No tenía en lo más mínimo necesidad de los otros hombres, ni siquiera para su conocimiento; no se dedicaba a plantearles todas las preguntas que se les puede plantear, ni las que los sabios se habían esforzado en plantear antes que él. Hablaba con desprecio de esos hombres interrogadores, acumuladores, en síntesis, de esos hombres «históricos». «Yo me busco y me exploro a mí mismo», decía valiéndose de un término con el que se definía la profundización de un
oráculo, como si fuera él el verdadero y único ejecutor de la sentencia deifica «conócete a ti mismo».
En cuanto a lo que escuchaba en este oráculo, lo tenía por sabiduría inmortal y digno de interpretación eterna, de efecto ilimitado en el porvenir lejano, a semejanza de los discursos proféticos de la Sibila. Hay suficiente para la humanidad que habría de llegar más tarde, en tanto que quiera solamente interpretar, como sentencia oracular, lo que él, como el dios de Delfos, «ni expresó ni calló». Y aunque su sentencia sea anunciada «sin sonrisa, sin ornamento ni perfume», sino más bien «con una boca espumante», es preciso que se perpetúe en los milenios del porvenir.

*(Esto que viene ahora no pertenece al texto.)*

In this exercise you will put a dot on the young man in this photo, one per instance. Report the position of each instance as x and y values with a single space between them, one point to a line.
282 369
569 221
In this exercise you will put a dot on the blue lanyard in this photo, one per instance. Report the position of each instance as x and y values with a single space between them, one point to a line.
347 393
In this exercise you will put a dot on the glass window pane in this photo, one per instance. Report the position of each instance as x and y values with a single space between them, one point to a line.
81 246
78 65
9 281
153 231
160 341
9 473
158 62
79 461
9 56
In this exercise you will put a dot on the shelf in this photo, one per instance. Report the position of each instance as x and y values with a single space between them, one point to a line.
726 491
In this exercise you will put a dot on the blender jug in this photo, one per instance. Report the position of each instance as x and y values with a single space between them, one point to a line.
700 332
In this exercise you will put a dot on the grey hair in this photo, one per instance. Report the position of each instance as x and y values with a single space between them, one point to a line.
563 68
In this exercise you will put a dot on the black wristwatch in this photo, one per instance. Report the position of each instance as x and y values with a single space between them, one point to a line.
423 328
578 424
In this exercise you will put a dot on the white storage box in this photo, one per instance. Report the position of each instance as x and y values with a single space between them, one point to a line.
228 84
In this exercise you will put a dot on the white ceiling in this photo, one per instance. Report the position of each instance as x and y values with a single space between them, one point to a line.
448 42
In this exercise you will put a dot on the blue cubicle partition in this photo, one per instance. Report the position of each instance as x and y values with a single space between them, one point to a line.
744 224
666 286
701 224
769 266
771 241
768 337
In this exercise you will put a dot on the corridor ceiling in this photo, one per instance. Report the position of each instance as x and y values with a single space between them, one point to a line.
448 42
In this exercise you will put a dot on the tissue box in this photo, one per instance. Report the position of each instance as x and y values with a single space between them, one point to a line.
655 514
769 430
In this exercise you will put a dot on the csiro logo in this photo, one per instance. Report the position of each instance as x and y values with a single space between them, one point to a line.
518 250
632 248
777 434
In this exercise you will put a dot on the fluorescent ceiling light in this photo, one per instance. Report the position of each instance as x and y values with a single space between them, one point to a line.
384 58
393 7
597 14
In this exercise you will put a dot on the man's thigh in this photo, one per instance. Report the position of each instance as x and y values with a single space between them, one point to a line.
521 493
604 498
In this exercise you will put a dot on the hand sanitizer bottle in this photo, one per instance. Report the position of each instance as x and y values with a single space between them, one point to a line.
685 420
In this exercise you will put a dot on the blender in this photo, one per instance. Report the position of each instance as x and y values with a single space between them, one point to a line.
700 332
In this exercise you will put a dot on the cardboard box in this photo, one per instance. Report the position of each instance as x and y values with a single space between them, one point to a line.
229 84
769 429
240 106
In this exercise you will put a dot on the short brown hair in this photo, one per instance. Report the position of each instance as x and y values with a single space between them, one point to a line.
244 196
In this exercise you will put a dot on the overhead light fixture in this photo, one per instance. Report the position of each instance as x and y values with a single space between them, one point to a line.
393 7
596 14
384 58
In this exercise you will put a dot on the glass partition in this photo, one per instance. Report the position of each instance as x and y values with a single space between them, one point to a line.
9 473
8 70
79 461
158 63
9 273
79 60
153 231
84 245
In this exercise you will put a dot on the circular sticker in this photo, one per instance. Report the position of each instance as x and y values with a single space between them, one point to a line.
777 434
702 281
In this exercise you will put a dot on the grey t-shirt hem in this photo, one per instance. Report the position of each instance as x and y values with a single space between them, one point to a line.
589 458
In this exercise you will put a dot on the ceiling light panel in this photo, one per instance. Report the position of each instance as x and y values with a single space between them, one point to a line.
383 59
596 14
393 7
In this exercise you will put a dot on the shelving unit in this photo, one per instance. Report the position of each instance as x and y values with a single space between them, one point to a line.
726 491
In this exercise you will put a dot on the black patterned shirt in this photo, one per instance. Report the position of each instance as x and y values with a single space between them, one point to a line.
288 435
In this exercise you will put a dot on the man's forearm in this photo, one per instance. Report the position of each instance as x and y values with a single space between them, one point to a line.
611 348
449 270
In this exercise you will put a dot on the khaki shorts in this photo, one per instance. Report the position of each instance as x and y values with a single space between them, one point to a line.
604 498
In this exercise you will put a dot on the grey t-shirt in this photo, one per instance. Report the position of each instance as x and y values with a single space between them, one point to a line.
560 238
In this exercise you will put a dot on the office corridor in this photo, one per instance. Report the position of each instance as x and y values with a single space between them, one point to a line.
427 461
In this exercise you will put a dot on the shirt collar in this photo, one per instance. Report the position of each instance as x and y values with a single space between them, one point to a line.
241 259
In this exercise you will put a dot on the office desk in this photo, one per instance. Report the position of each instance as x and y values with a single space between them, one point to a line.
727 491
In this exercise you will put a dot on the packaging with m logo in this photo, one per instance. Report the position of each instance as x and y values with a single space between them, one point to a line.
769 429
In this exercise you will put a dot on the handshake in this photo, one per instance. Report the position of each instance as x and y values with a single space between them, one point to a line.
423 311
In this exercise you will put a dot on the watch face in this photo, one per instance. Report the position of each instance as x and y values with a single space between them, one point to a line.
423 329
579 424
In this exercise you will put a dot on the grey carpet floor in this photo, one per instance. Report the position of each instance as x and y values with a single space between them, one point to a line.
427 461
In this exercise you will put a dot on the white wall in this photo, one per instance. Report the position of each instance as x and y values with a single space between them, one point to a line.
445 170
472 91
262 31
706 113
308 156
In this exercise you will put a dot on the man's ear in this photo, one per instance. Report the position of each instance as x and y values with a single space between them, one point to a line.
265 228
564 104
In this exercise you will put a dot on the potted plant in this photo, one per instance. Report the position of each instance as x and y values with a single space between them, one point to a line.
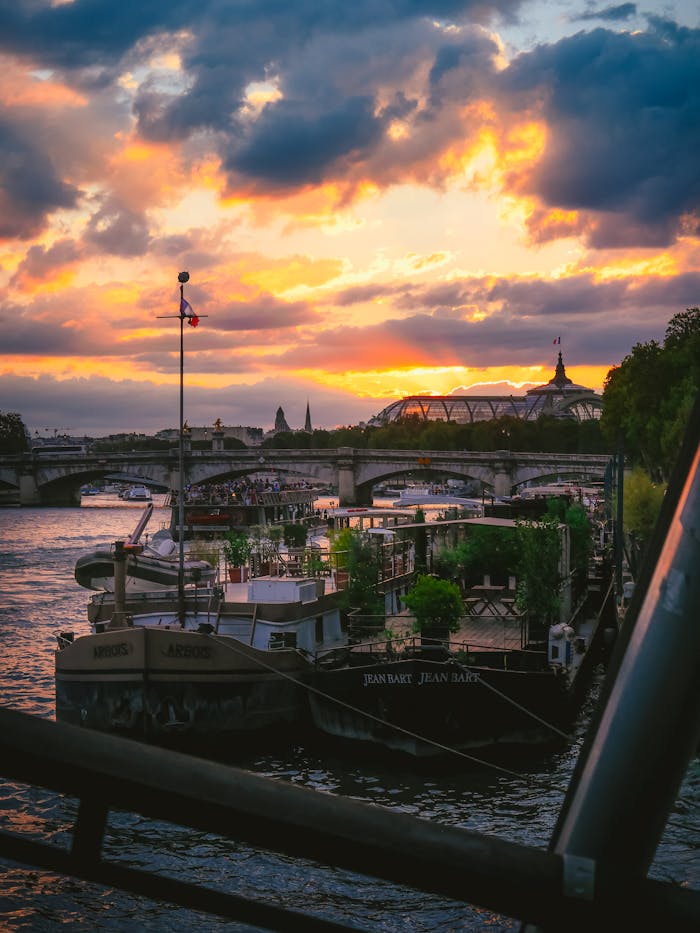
437 608
237 550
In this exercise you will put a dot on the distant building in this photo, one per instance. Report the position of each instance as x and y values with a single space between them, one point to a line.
560 397
280 422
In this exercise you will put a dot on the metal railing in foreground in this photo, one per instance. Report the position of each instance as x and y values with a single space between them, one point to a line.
107 772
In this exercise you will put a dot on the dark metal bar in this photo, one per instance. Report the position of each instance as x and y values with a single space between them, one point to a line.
483 870
158 887
89 830
649 728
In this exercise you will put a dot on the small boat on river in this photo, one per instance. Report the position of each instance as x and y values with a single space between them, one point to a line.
234 665
154 566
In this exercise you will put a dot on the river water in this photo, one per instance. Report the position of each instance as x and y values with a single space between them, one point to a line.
39 596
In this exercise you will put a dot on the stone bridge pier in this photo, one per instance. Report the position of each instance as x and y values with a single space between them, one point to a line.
349 493
503 479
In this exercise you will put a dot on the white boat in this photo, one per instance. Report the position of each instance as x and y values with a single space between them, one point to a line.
236 665
155 566
138 494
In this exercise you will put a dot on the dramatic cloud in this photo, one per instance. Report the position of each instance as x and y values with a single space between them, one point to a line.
371 198
623 130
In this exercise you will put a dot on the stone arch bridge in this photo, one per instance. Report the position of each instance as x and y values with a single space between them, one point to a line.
353 472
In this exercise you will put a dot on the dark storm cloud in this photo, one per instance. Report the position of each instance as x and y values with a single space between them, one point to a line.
264 313
621 12
623 115
116 229
529 314
99 406
290 148
41 261
30 187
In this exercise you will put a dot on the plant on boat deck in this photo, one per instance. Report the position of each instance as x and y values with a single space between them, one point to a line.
294 534
539 578
204 550
436 605
352 553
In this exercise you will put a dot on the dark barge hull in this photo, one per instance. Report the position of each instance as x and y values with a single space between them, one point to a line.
164 686
447 703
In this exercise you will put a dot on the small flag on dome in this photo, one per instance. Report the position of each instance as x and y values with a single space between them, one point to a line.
186 311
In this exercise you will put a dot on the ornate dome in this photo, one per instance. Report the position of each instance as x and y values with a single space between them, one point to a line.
559 397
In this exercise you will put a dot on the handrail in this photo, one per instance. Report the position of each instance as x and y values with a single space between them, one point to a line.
105 772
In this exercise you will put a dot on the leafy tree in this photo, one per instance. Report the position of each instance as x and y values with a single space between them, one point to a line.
436 604
487 550
642 503
13 433
362 562
647 399
420 544
294 534
539 579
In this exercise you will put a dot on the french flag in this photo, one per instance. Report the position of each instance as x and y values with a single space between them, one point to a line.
186 311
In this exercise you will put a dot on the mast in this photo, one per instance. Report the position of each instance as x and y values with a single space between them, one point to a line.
182 278
184 312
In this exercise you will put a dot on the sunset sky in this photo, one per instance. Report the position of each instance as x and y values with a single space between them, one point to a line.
372 199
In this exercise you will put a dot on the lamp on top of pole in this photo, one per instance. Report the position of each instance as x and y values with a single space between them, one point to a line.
185 313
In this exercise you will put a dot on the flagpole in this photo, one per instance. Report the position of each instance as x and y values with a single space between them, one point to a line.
182 278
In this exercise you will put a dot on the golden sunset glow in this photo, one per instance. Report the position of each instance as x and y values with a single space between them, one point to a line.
366 211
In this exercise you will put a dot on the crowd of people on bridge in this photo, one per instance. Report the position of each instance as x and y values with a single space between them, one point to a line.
242 491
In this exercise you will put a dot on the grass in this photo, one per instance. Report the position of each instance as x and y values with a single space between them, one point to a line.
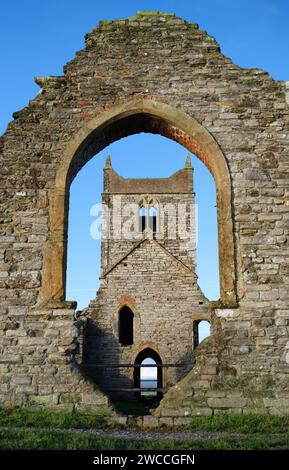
42 419
21 429
24 439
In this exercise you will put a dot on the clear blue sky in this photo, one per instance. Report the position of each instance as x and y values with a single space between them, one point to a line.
38 38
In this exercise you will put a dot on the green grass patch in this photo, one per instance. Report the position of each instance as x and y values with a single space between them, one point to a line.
62 420
24 439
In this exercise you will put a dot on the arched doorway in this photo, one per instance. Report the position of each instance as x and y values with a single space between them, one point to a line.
146 376
132 117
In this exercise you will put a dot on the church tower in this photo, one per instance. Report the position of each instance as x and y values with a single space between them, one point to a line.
149 302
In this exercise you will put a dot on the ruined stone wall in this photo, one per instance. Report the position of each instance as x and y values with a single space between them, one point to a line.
163 59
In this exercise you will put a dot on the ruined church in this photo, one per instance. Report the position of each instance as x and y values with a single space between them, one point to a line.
160 74
149 303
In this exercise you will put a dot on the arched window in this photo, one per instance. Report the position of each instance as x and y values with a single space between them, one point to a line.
148 378
125 326
201 330
142 218
153 219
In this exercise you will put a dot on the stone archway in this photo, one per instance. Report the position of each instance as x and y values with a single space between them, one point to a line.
135 116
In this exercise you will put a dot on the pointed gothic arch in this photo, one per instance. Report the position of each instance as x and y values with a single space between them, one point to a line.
135 116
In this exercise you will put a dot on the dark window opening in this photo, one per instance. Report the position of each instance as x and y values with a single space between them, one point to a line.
125 326
149 377
201 330
153 219
142 218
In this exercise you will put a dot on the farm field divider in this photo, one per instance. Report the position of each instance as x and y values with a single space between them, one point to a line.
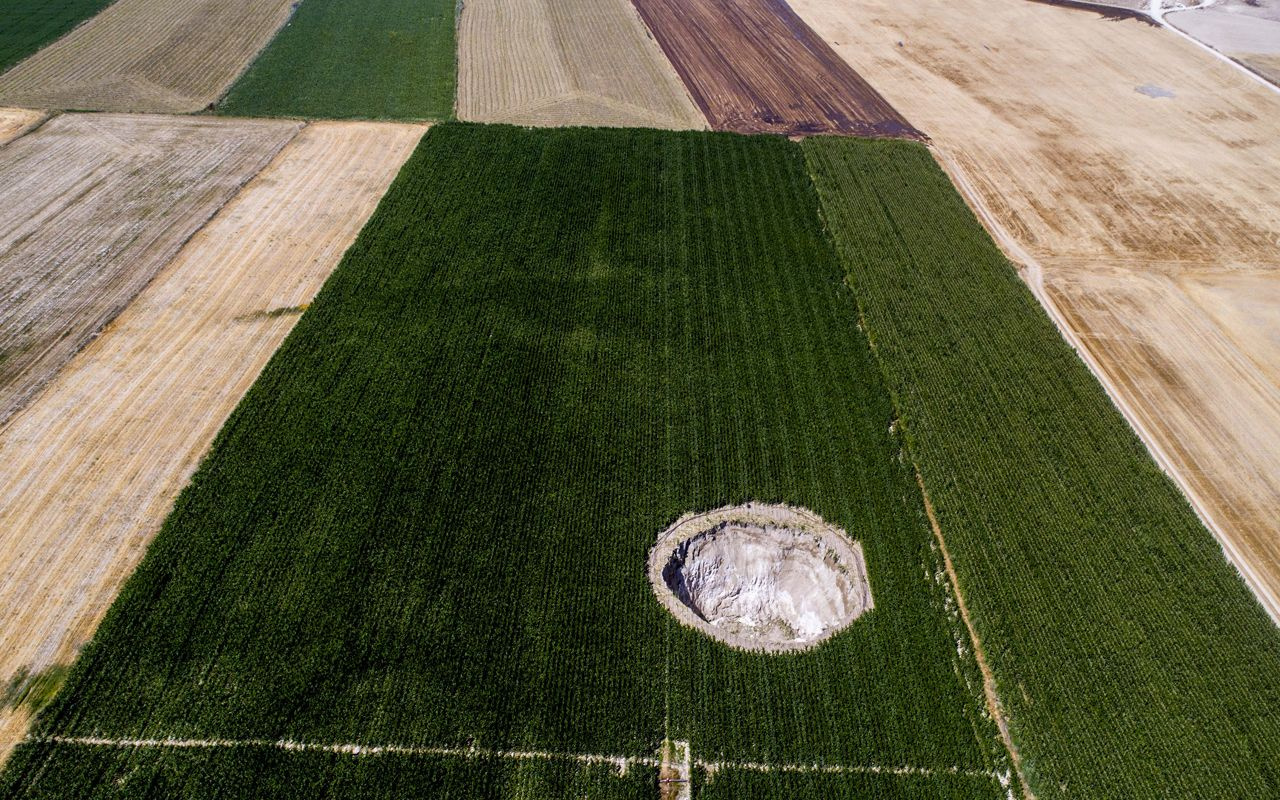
1132 659
369 59
428 522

Porque el mundo tiene eternamente necesidad de la verdad, tiene eternamente necesidad de Heráclito, aunque Heráclito no tenga en lo más mínimo necesidad él mismo. ¿Qué le importa a él su gloria? La gloria en «¡los mortales en devenir perpetuo!», exclamaba con ironía. Su gloria concierne sin duda a los humanos, no le interesa a él mismo: la inmortalidad de los humanos tiene necesidad de él, y no él mismo de la inmortalidad del hombre Heráclito. Lo que supo ver, la doctrina de la ley en el devenir y del juego en la necesidad, debe desde entonces ser visto eternamente: ha levantado el telón del mayor entre todos los espectáculos”.